Leigh McCracken says
“We’ll see” Doesn’t mean “Wait & see” it just means carry on with your life & see what happens & how everything connects together
Mabry his trust in Jesu’s is so strong he really believes it’s all in God’s hands.wish and try to be the same way
There was not only no reference towards god or jesus in this but this is a chinese proverb so chances are he was buddhist. Also that’s not what this quote means. It has more to do with not getting ahead of yourself because you never know how a situation might turn and whether or not something is actually a positive or negative for the future.
Jesse Trigg says
You are right, there was no reference to Jesus in this story. And I agree the author was likely Buddhist. However, the Bible has many stories that are teaching this very theme. Take Joseph, from Genesis, who was betrayed by his brothers, put in jail for false accusations, etc. And in the end, Joseph gives credit to God, that despite his temporal circumstances things were working together and ultimately meant for good.
TeeDee (Terri) says
I came in search of this parable to share with my son as he recently lost his teaching position in music, as well as all his performance bookings, which took him across N.America, Europe and Asia, due to COVID-19 restrictions and cutbacks at the college he was teaching at for several years (they always go after music and other arts programs when they want to cut back, though they can add much richness and creativity to human lives). Though he felt gutted upon hearing the news and said to me, “this is the first time in my life I’ve ever been unemployed”, his attitude was as upbeat as he could manage and he said that he wants to look at this as a new opportunity that life has presented to him and he’s going to persevere in not letting it drag him down or make him despondent. I want to remind him of this parable because it seems fitting at a time like this.
I’ll also encourage him to read the comments thread for further inspiration–thank you all, and be well…
Jim Seagram says
Elaine Reinertson says
I have heard the story told with different verbiage. Rather than we’ll see, the towns people responded with oh this is bad, oh this is very good. Wavering in their belief. Though God is not mentioned, I believe it’s a reminder that our story is not over yet. I enjoyed others comments. Especially the one that said the farmer kept farming.
I have heard and told this story many times. It’s not about control. It’s not about creating your own future or just throwing your hands up and letting things happen. You are all missing the point.
Yes, things happen that are not within our control. Actually, nothing is under our control no matter how hard we try. You could view that as depressing or you could see it as a tremendous relief. You can stop trying to control things.

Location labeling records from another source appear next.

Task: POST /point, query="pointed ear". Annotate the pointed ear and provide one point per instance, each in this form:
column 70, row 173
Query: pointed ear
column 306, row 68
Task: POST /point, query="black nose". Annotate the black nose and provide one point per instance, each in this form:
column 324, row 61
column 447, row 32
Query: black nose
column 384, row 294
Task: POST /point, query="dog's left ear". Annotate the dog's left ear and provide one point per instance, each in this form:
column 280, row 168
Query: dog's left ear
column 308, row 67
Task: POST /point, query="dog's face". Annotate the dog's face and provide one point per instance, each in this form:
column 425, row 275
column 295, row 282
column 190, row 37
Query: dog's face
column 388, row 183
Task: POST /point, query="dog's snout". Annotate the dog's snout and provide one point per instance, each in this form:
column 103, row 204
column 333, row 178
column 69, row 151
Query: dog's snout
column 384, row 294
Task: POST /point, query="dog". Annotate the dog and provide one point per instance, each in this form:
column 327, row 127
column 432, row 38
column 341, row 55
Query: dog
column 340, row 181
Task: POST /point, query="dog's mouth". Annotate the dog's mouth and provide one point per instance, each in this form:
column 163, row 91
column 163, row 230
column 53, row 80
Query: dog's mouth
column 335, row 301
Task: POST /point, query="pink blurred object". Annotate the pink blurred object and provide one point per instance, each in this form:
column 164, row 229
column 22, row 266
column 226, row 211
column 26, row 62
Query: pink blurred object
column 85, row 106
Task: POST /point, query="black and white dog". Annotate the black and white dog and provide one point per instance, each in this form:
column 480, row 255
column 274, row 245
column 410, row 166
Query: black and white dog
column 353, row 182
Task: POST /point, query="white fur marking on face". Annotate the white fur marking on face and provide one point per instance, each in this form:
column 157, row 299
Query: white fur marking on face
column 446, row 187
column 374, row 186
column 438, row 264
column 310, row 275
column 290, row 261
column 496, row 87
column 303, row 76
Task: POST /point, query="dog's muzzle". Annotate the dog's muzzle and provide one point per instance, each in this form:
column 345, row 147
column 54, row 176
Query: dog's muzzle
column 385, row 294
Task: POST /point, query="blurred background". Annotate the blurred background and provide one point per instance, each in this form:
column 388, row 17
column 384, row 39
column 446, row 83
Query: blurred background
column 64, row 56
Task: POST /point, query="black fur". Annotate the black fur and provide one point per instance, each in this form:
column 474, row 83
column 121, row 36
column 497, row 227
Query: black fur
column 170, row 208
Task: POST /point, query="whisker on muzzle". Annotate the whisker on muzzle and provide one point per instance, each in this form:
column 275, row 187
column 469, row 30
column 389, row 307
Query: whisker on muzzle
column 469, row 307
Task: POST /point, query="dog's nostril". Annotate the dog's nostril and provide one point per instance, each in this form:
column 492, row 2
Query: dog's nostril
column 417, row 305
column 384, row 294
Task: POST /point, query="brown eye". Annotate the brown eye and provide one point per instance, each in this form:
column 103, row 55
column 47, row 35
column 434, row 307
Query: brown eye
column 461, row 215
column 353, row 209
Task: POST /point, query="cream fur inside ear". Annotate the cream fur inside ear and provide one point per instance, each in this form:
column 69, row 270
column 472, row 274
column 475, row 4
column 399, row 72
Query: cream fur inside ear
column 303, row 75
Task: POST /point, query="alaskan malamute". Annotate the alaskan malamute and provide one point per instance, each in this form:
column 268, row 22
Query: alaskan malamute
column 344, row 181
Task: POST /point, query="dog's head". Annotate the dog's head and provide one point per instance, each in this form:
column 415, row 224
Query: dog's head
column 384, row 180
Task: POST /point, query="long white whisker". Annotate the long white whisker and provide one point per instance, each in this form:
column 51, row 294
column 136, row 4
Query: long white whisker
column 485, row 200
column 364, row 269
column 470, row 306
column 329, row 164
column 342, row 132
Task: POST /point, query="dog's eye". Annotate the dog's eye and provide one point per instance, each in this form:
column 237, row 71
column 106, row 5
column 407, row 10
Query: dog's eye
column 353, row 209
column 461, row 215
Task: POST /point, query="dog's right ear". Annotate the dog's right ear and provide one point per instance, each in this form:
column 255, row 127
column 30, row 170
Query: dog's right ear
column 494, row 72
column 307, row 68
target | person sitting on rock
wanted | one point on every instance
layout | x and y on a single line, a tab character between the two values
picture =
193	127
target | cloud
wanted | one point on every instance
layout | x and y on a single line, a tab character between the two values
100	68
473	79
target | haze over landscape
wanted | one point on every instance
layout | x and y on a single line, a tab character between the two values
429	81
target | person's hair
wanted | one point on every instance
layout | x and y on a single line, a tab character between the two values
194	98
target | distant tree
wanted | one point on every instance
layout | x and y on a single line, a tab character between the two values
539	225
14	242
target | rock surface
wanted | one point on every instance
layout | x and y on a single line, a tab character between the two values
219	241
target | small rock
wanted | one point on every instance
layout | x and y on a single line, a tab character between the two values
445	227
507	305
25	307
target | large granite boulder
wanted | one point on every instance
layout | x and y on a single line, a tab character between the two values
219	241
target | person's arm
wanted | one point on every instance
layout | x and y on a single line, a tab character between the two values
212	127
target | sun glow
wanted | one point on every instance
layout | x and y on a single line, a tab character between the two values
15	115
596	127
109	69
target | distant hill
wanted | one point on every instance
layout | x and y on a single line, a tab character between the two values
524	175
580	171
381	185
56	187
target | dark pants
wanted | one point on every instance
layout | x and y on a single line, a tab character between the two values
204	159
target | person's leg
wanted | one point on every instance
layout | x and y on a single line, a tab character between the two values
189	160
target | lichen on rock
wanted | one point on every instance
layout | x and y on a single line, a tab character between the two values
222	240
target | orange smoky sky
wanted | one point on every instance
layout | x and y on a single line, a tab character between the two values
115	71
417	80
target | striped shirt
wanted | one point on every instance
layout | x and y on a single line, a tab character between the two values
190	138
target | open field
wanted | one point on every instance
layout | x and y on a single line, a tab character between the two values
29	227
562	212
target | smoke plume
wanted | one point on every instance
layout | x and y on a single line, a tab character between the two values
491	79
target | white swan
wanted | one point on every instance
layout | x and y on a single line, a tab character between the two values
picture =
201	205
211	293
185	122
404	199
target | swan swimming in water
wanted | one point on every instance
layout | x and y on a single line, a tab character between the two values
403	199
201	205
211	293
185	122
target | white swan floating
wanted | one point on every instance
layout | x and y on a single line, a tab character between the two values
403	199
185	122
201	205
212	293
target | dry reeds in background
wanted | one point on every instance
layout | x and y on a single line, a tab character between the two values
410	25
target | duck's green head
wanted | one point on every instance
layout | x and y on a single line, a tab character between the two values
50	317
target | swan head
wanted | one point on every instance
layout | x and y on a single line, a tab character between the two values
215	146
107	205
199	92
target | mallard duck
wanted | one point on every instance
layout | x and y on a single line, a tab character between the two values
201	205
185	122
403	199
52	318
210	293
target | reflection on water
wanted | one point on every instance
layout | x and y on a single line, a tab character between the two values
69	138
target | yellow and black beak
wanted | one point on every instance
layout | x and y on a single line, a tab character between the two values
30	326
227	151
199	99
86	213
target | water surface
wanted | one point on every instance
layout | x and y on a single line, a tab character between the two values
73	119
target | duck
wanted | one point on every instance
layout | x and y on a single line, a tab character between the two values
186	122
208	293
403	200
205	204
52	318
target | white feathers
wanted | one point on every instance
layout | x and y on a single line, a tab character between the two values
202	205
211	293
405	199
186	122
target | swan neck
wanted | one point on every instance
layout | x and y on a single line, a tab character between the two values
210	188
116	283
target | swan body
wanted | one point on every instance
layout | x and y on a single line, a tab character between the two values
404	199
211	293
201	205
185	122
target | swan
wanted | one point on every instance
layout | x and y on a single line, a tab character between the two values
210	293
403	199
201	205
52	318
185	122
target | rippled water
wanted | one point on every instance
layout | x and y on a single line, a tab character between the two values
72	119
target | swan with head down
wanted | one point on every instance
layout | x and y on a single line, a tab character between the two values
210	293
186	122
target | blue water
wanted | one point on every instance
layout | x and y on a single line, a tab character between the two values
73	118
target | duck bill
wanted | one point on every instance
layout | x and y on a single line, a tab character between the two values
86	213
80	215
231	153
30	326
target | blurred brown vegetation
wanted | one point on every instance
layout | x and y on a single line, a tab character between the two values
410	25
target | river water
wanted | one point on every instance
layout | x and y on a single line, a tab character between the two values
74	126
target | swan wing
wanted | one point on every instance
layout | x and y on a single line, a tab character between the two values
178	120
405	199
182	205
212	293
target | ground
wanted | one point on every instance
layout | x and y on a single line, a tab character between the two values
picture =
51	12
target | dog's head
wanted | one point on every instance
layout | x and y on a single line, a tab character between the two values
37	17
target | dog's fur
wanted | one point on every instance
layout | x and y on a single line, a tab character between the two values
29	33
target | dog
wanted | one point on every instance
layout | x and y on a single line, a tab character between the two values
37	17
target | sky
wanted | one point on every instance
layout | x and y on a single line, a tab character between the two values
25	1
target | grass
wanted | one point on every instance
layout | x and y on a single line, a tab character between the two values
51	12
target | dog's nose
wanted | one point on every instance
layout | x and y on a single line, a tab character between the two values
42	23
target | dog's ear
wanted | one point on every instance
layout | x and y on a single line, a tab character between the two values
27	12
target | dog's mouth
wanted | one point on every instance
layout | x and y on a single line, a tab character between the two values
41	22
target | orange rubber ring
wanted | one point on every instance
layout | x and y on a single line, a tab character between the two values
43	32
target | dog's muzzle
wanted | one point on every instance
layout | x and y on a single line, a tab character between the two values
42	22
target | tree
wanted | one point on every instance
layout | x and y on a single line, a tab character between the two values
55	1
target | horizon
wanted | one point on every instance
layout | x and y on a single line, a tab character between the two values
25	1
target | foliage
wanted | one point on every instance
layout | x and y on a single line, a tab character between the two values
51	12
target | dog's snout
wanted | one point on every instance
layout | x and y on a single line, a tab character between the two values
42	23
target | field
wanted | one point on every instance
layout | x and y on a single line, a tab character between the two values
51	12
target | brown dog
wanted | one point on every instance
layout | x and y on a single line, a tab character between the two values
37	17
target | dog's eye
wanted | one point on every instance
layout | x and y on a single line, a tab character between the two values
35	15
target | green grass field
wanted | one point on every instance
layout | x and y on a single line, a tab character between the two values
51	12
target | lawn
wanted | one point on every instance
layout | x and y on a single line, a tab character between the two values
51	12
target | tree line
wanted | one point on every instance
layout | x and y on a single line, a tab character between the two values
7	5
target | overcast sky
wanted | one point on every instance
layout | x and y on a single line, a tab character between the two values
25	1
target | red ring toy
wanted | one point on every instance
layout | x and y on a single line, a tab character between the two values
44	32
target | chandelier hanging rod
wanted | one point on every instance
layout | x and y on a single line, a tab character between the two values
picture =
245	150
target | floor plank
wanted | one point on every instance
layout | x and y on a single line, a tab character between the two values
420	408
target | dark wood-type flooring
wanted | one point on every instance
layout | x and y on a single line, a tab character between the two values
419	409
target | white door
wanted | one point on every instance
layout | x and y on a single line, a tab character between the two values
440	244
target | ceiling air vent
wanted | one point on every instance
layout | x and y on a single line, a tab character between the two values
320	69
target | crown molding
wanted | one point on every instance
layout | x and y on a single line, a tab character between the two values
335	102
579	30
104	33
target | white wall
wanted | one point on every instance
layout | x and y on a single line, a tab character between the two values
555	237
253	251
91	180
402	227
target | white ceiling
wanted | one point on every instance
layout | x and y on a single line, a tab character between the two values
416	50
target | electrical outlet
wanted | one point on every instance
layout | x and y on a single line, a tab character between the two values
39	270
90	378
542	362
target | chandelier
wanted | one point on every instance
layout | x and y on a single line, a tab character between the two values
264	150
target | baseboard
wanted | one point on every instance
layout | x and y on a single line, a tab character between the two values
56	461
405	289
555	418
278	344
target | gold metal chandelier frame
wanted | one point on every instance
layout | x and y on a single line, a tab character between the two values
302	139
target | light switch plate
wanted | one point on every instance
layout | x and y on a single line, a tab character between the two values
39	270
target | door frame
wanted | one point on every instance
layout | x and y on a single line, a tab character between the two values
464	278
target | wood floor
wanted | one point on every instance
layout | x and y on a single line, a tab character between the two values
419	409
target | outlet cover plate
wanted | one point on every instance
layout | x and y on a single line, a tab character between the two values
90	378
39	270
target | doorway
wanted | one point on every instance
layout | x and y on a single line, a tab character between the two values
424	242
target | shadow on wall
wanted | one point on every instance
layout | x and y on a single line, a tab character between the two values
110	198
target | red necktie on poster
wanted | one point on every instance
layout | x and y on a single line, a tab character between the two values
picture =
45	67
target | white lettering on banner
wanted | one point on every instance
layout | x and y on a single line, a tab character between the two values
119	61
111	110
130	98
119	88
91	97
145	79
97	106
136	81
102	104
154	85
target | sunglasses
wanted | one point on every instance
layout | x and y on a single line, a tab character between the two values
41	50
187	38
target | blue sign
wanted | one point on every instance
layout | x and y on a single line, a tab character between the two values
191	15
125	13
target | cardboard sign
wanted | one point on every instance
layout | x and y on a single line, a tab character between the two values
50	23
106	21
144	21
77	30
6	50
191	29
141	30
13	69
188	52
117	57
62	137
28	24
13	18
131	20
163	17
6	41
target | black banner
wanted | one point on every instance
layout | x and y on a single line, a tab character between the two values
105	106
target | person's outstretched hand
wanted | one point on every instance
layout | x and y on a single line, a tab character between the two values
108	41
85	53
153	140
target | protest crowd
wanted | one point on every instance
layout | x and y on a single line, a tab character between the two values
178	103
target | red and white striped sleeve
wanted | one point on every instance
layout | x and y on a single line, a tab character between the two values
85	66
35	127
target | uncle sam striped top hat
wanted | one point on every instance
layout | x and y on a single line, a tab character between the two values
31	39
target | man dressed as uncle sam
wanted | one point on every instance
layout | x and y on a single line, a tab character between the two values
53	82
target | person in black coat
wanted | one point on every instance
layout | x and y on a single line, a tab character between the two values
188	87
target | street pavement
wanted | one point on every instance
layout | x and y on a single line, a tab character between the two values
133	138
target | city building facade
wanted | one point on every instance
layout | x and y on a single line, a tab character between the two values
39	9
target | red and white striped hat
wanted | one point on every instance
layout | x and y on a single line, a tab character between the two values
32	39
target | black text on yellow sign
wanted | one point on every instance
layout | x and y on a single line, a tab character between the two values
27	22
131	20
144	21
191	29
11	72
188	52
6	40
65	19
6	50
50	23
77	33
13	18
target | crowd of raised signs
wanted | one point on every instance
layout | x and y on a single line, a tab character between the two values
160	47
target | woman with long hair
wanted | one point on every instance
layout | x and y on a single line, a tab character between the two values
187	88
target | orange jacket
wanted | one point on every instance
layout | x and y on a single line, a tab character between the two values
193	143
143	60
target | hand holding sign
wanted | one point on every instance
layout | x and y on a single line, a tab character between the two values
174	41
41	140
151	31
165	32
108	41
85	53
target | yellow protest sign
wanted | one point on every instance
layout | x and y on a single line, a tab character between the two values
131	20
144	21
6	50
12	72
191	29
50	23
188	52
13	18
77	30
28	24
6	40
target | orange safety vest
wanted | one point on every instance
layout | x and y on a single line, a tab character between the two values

The point is that labeling things as good or bad is ultimately useless. Something may appear to be good, and turn out to have a bad outcome. Something may appear to be bad, and turn out to have a good outcome. It goes on and on, like the story. Nothing lasts. And that fact is neither good nor bad. It is just true.
The best we can do is to keep our eyes open and actually see what is happening without obscuring reality with our opinions of good and bad. And so the farmer says wisely, we will see.
Notice how chill that farmer is. He doesn’t get excited about good or bad fortune. He is still as a rock. That is called equanimity. It is the antidote to suffering. Suffering occurs because we get attached to outcomes that we call good and bad.
That’s the truth. And the truth is not a Christian or Buddhist, or Hindu or Native American or pagan or atheist, it belongs to everyone.
Keep the story in mind, and your life will be better for it.